Motion is from the mover and in the moved, speaking per se.
These clarifications turn out to be of crucial importance for the philosophical outlook that Thomas Aquinas adopts from Aristotle. If motion is the act of the moved, it requires a mover. Whatever is moved is moved by another. Is every mover in turn moved? If there is required an unmoved mover, and if moved movers are such because of sharing a matter with their effects, the unmoved mover will be free of matter.
That further importance of the definition of motion justifies our devoting time to it here.
[3] It has been pointed out that every genus is divided by act and potency. Since they are among the primary differences of being, act and potency are naturally prior to motion and the Philosopher uses them in order to define motion.
It should be considered that something is in act alone or something is in potency alone or it is midway between potency and act. What is in potency alone does not yet move; what is in complete act is not moved by has been moved. Therefore that which moves is midway between pure potency and act, and is indeed partly potential and partly actual, as is clear from alteration. For when water is only potentially hot, it is not yet moved; when it has been heated, its being heated is done, but when it has something of heat, though only imperfectly, than it is moved toward heat; for what is being heated little by little has more and more heat. The imperfect act of heat existing in the heatable is motion, not indeed insofar as it is act alone, but insofar as, according to the act it already has it is ordered to further act. If this order to further act were taken away, however imperfect its actuality; it would be the term of motion, and not motion, as happens when something is lukewarm. The order to further act belongs to that which is in potency to it.
Similarly, if the imperfect act were considered only as ordered to further act, and it compares to that further act as potency, it would not have the mark of motion but of the beginning of motion. Heating can begin from the lukewarm as well as from the cold.
Thus it is that imperfect act has the mark of motion, both insofar as it compares to further act as potency and insofar as it compares to something less perfect as act.
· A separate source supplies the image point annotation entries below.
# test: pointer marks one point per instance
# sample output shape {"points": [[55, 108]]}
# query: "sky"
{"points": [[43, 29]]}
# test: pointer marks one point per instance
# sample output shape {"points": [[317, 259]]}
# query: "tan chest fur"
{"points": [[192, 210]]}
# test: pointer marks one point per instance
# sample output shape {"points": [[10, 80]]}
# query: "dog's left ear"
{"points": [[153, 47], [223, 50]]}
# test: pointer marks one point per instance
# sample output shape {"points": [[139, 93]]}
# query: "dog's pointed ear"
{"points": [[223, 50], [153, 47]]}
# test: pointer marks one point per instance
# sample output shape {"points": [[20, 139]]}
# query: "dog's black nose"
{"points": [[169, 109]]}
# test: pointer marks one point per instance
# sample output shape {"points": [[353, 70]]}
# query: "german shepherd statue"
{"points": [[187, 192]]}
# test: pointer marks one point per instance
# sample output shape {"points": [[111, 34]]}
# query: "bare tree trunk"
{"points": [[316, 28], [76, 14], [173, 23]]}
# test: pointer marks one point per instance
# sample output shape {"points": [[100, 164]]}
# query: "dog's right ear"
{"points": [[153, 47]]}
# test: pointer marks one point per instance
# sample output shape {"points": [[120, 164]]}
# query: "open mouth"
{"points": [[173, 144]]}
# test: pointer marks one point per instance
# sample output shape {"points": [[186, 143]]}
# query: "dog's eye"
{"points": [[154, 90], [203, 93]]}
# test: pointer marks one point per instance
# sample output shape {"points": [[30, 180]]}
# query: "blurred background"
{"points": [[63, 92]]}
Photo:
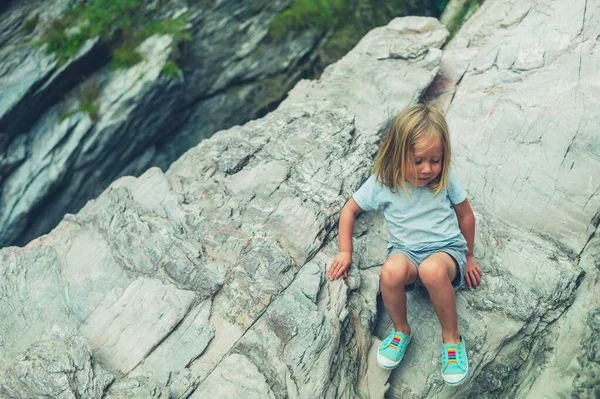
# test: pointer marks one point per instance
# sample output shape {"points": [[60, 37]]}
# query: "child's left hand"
{"points": [[472, 272]]}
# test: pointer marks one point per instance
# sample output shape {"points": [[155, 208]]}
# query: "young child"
{"points": [[431, 229]]}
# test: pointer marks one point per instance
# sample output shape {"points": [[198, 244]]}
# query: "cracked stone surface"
{"points": [[179, 278], [173, 277]]}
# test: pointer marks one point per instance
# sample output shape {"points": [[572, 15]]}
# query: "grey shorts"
{"points": [[458, 253]]}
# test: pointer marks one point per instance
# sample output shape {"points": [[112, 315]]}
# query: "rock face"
{"points": [[50, 165], [220, 261], [231, 71], [211, 278]]}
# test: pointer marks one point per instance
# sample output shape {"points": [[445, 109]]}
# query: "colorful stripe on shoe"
{"points": [[395, 341], [452, 356]]}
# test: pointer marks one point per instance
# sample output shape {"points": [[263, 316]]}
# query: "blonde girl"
{"points": [[431, 229]]}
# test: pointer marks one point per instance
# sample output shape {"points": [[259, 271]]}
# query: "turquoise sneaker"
{"points": [[455, 365], [391, 350]]}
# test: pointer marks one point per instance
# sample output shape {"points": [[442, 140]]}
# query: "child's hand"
{"points": [[472, 272], [340, 265]]}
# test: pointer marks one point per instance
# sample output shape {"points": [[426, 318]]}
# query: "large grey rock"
{"points": [[61, 366], [174, 276], [137, 109], [523, 121]]}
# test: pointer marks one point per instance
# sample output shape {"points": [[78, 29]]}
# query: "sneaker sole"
{"points": [[383, 366], [457, 382]]}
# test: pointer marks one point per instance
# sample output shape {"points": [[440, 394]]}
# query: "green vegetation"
{"points": [[357, 15], [29, 25], [303, 14], [441, 4], [171, 70], [121, 24], [461, 17]]}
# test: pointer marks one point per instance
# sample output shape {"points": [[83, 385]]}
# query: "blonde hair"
{"points": [[417, 122]]}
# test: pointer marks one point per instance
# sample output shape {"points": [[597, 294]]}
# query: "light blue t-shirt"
{"points": [[421, 222]]}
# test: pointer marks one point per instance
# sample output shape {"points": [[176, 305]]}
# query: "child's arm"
{"points": [[343, 259], [466, 223]]}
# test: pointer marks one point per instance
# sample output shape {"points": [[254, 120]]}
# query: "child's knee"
{"points": [[394, 273], [433, 273]]}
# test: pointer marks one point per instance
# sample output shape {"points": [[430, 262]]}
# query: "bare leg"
{"points": [[397, 271], [437, 273]]}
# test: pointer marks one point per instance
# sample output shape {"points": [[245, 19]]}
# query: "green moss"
{"points": [[468, 10], [122, 24], [441, 4], [302, 14], [171, 70], [91, 109], [29, 25]]}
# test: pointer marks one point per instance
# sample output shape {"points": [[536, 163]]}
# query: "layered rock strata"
{"points": [[221, 261]]}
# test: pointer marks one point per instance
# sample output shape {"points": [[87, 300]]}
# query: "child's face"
{"points": [[427, 156]]}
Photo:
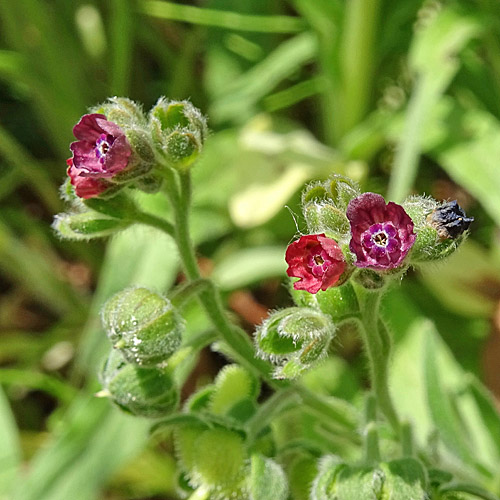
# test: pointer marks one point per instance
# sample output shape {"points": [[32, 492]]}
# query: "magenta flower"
{"points": [[102, 151], [382, 234], [317, 260]]}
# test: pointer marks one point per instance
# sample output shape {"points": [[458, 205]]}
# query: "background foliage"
{"points": [[402, 96]]}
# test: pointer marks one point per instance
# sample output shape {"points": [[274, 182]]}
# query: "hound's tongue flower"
{"points": [[317, 260], [101, 152], [382, 235]]}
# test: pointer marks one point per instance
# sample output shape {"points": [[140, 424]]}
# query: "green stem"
{"points": [[278, 403], [357, 57], [377, 348], [157, 222], [235, 337], [237, 340]]}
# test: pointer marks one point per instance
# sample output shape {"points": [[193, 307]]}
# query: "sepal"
{"points": [[179, 131], [294, 339], [143, 325], [87, 225], [145, 392]]}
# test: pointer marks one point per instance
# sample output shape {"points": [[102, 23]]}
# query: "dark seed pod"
{"points": [[449, 220]]}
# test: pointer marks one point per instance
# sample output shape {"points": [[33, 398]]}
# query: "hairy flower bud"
{"points": [[267, 479], [338, 302], [146, 392], [324, 205], [213, 458], [294, 339], [143, 325], [179, 131], [440, 227]]}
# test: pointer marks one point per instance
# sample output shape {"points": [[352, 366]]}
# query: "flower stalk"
{"points": [[378, 350]]}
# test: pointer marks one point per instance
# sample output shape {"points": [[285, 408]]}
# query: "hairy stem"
{"points": [[377, 347]]}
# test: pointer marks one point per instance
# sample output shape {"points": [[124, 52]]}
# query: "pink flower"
{"points": [[382, 235], [85, 187], [102, 151], [317, 260]]}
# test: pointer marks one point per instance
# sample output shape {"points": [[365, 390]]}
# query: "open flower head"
{"points": [[381, 234], [101, 152], [317, 260]]}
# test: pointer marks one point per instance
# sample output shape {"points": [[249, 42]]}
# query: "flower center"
{"points": [[103, 145], [318, 260], [381, 239]]}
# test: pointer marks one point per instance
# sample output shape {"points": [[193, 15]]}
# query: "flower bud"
{"points": [[122, 111], [267, 480], [87, 225], [339, 302], [179, 131], [145, 392], [294, 339], [143, 325], [440, 228], [341, 481], [213, 458], [324, 205], [323, 486]]}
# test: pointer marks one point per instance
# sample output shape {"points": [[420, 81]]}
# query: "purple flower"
{"points": [[382, 235], [317, 260], [102, 151]]}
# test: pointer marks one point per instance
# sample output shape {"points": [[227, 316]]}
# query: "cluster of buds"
{"points": [[145, 330], [212, 445], [354, 238], [118, 145]]}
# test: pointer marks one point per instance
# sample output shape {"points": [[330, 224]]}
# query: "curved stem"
{"points": [[157, 222], [377, 347]]}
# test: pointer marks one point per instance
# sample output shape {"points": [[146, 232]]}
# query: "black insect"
{"points": [[449, 220]]}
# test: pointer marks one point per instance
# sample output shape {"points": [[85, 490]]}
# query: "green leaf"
{"points": [[404, 479], [10, 450], [221, 18], [452, 430], [433, 58]]}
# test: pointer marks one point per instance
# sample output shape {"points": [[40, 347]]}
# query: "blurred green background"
{"points": [[403, 96]]}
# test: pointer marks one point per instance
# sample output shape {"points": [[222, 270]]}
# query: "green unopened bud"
{"points": [[143, 325], [324, 217], [440, 228], [143, 159], [340, 481], [324, 484], [87, 225], [234, 393], [267, 480], [122, 111], [342, 190], [337, 302], [178, 130], [146, 392], [294, 339], [324, 206], [218, 462]]}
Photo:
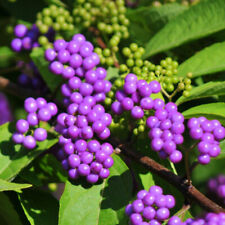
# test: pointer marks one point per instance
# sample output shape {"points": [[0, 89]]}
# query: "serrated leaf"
{"points": [[209, 60], [40, 207], [8, 186], [6, 56], [211, 111], [52, 80], [13, 157], [112, 73], [98, 204], [8, 213], [146, 21], [198, 21], [43, 171], [203, 91]]}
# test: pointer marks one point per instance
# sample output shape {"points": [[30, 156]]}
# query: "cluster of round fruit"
{"points": [[95, 122], [166, 128], [27, 39], [86, 159], [5, 111], [72, 58], [107, 16], [30, 78], [134, 96], [208, 133], [165, 73], [54, 17], [38, 110], [151, 207], [216, 188], [207, 219]]}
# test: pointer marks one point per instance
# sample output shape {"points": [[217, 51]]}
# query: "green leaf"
{"points": [[99, 204], [211, 111], [198, 21], [13, 157], [8, 186], [206, 90], [112, 73], [44, 170], [8, 213], [6, 56], [146, 21], [40, 207], [52, 80], [209, 60]]}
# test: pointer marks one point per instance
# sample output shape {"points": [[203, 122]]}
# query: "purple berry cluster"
{"points": [[75, 57], [38, 110], [135, 97], [86, 159], [151, 207], [208, 219], [208, 133], [5, 111], [216, 187], [27, 39], [166, 128]]}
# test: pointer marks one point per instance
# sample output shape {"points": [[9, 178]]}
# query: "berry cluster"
{"points": [[72, 58], [165, 73], [208, 219], [107, 16], [30, 78], [86, 159], [135, 96], [27, 39], [54, 17], [5, 111], [151, 207], [38, 110], [166, 128], [208, 133], [216, 188]]}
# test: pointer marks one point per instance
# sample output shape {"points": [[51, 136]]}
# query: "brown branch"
{"points": [[188, 190]]}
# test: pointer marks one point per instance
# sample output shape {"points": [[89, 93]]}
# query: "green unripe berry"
{"points": [[170, 87], [123, 68]]}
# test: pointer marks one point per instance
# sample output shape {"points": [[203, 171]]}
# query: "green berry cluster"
{"points": [[107, 16], [105, 55], [54, 17]]}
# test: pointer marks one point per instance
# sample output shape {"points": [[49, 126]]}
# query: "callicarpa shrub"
{"points": [[107, 115]]}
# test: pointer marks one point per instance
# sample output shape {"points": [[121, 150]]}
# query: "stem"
{"points": [[189, 191], [186, 157]]}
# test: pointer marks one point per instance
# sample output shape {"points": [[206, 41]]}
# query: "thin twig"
{"points": [[189, 191]]}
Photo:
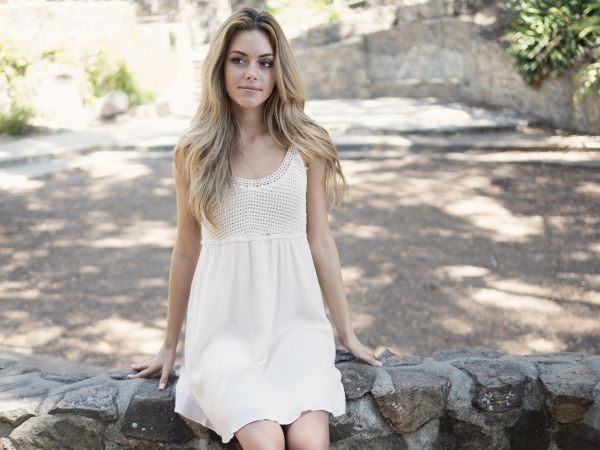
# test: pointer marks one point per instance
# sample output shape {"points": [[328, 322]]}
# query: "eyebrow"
{"points": [[260, 56]]}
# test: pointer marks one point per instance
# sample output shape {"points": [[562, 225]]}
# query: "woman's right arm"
{"points": [[183, 264]]}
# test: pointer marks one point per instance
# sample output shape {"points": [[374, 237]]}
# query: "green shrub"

Therefore it is neither a potency of something existing in potency nor the act of something existing in act, but the act of something existing in potency. By 'act' the order to the previous potency is designated, and by 'of something existing in potency' the order to further act.
The Philosopher thus defines motion most properly when he says that motion is the entelechy, that is the act of something existing in potency insofar as it exists in potency.